WELL, IT’S here. The day no one cares about has finally arrived! I’m kidding, of course. There may be many Trinis who are revved up to head to the polls and cast their ballots in the local government elections. Some, though, will go to the polls with the same enthusiasm reserved for using the bathroom in a hawk and spit.
Others will stay away in defiance. Still, voting isn’t a responsibility, as many would have us believe. It is a right you can choose. In some communities where the choice is between an ornery manicou and a belligerent possum, the only reasonable option is NOTA.
Whenever an election rolls around, I’m reminded of that Mary MacGregor hit in the 70s. The lyrics go something like this:
“Torn between two losers, feeling like a fool.
Hating both of you is breaking all the rules.”
Look, my recall on the lyrics is a bit hazy. Sugar, Sugar by The Archies was more my speed in those days.
A vote in our ramshackle democracy is sold to the public as their sacred agency. It still hasn’t dawned on the people of this fair nation (read as Donald Trump’s scurrilous appellation for certain Third World countries) that folding a piece of paper, shoving into a box, then whining about your choice every day for five years is no power at all.
Anyone stirred by what passed for political platform discourse over the last few weeks was hardly likely convinced by either major party’s strategies to attack the challenges of our time.
The voters galloping to the polls are the ones in whom the hucksters on the hustings merely activated two primal instincts encoded in their political DNA – fear and loathing; fear, and racial or tribal hatred of the other. They’re coming with their kleptocracy/ corruption/ incompetence/ nepotism/ cronyism to take away our jobs/ contracts/ man/ gyal/ digginity/ lunch money.
For the most part, when the politicians talk, they are striking a match. You, the voter, are nothing more than a match. The people who would pour poison into your ears see you as mere cannon fodder to help them achieve their objectives.

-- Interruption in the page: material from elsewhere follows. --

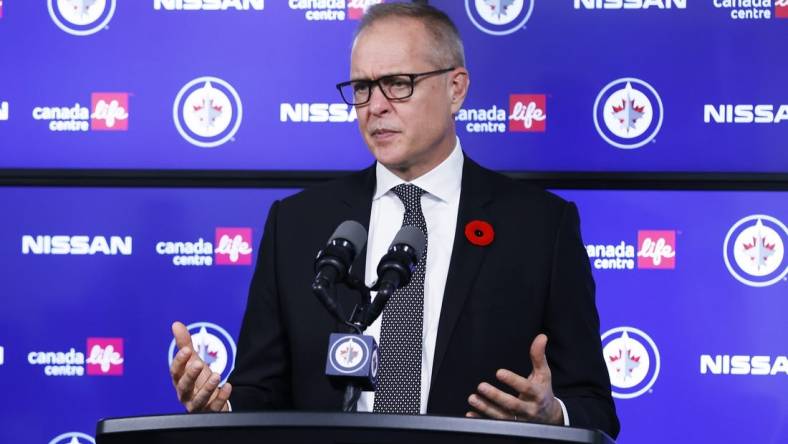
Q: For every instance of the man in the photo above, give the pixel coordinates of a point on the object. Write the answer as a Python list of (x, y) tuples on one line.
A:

At the close of the polls, you’ve surrendered your paper and must now return to the life oppressed by a paucity of choice. The poll tax everyone must pay is the enduring suffering under the thumb of utterly failed public service delivery, rubbish healthcare, soaring crime, a dead economy and voices repeatedly telling you things aren’t as bad as you know them to be.
In Diego Martin on Friday last, a loudspeaker announced the impending arrival of a motorcade, like advance troops of marauding rebel forces bent on pillage and plunder. “Your former prime minister Misses Ka-ma-la Passad-Bissessar is leading a moto-cade in your area right nowwww!”
My mind processed that information in the same way I’d hear an announcement from the roving insect vector control department vehicles coming to spray for mosquitoes. I closed the windows and drapes and covered my parrot and my ears.
Moments later, as I was driving on the Diego Martin Main Road, the motorcade arrived. In front of me an attractive young woman alighted from one of the UNC motorcade’s troop carriers. She was wearing a pair of short pants that looked like it was airbrushed on, except the airbrush artist was hurriedly called away from the job to put out a fire in his studio.
She swished about her faux-blonde tresses and limply waved a UNC flag. It was as if even she recognised the inherent ridiculousness of girl in hot pants selling politics like those Guinness girls or even that scantily clad woman on the faded “double-dog” poster tacked up on the door of the First and Last Bar.
That jersey, flag and motorcade politics practised with relish by most political parties seems, to me, so out of step with today’s realities. Jam and wine, humourless picong and dud bombshells are incongruous with the demands of right now.
Politicians, though, dispense what they know to a people who don’t or won’t know better.
Still, jump high or slither lower, racist vitriol is a stain that far outlasts electoral ink. After politicians have extracted what they need from us, they will take their places above while we ketch our respective skins below. They do not live in the divide they help us dig.
Peace and societal equilibrium can only be achieved when we admit that to ourselves. We should all be inspired to vote for ourselves first.